When following the HMRC guidance, the gain of £100,000 in this example and in Example 2D, where there is no transfer of beneficial ownership upon adding the collateral, is £200,000 more than in Example 2A and Example 2C. However nothing was received in exchange for the collateral in either example, and the £100,000 spent on the original purchase of the collateral is now lost in both cases. So it would seem logical that the overall tax position should be the same, regardless of whether or not beneficial ownership is transferred when the collateral is added.

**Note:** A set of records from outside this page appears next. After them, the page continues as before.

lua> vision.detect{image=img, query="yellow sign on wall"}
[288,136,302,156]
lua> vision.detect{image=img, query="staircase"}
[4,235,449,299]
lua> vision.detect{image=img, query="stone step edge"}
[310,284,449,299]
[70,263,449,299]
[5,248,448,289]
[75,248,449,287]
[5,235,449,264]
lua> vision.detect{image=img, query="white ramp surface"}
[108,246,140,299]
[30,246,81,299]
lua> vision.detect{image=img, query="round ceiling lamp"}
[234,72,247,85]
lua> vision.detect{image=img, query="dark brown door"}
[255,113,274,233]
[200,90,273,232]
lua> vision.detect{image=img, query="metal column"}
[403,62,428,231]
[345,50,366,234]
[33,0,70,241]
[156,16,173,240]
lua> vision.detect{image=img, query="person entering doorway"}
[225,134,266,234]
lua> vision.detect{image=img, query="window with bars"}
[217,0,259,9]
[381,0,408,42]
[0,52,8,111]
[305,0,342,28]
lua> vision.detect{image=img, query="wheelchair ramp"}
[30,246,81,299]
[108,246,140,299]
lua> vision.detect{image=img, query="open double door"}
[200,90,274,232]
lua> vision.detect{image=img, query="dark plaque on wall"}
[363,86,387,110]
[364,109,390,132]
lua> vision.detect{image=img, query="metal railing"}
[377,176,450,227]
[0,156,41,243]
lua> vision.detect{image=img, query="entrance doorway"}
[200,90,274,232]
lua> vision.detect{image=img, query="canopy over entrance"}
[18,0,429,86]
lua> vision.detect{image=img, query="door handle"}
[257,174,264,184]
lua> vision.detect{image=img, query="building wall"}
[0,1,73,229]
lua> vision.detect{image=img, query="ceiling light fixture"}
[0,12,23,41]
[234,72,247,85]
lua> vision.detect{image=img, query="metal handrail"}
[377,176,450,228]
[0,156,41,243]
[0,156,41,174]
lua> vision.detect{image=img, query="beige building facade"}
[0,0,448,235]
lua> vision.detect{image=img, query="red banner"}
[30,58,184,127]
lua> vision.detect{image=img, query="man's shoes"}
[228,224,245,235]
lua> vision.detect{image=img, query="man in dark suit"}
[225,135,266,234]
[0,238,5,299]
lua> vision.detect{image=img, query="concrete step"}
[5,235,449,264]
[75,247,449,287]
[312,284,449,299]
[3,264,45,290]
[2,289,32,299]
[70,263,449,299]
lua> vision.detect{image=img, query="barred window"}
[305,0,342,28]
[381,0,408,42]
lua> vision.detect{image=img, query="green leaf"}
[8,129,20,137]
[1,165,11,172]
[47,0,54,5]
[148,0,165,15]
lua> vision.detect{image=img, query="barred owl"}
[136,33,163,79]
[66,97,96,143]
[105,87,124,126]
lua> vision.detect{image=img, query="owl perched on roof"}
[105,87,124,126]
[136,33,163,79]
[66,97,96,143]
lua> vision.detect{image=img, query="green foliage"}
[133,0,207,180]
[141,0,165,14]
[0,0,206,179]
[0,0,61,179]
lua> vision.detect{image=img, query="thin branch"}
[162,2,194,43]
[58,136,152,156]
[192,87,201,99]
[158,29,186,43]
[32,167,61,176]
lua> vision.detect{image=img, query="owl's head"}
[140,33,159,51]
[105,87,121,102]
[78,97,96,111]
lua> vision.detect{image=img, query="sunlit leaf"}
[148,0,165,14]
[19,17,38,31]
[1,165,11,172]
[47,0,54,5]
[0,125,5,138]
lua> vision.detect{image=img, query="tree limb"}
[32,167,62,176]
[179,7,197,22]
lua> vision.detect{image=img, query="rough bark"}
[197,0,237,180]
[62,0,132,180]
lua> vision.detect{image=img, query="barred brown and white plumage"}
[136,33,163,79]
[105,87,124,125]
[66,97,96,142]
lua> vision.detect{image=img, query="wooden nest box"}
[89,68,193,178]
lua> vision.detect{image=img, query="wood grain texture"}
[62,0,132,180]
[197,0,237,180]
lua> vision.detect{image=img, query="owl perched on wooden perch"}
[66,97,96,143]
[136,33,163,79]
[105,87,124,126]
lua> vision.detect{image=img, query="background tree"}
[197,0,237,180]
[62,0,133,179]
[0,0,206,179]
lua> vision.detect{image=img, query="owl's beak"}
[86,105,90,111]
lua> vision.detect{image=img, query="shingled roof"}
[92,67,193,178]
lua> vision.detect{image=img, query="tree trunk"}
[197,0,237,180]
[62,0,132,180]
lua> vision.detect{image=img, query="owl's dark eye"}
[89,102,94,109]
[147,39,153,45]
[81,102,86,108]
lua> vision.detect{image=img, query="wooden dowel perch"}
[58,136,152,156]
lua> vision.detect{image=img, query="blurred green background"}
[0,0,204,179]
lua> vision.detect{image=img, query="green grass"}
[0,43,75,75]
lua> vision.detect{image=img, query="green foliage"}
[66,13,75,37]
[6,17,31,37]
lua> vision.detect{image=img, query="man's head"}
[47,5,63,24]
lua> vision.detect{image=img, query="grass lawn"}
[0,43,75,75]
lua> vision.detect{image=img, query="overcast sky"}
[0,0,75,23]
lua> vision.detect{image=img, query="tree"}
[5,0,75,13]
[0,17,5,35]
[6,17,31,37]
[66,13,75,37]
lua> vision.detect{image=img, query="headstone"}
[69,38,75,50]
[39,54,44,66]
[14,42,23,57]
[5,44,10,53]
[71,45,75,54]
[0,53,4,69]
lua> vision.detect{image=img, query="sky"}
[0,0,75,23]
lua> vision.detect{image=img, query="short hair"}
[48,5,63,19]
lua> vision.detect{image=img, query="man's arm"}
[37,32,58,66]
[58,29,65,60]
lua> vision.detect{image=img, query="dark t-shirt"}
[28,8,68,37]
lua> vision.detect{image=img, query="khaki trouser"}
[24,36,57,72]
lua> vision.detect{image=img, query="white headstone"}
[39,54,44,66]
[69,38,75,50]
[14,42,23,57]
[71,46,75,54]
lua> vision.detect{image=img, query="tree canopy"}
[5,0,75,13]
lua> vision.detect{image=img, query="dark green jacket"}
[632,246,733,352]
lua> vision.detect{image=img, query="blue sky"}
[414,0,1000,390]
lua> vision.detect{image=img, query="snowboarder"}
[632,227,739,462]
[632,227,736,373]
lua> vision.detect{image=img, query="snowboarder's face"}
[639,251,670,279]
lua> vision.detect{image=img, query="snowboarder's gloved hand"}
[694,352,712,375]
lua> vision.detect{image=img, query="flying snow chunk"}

If the HMRC guidance is not followed and alternatively the disposal proceeds upon liquidation in this situation are recorded as Nil (not market value as per the HMRC guidance), it realises a capital loss of £100,000, which is a true reflection of the loss by the taxpayer and seems to more fairly reflect the position.
It is recommended you seek professional tax advice regarding this matter, especially if you are considering taking a position that is not in agreement with HMRC's guidance.
- Adding collateral - no capital gains tax event
- Following HMRC guidance: Capital gain of £100,000 in 22/23 - £20,000 CGT payable by 31 January 2024. The gain arises as the market value at liquidation was £200,000 and this is notionally treated as the disposal proceeds and the original cost of £100,000 is deducted to arrive at a gain of £100,000.
- Possible alternative approach:Capital loss of £100,000 in 22/23 - £20,000 CGT reduction in 22/23 or future years (providing there are capital gains to offset). The £100,000 net capital loss is the cost of the original 10 BTC which was liquidated.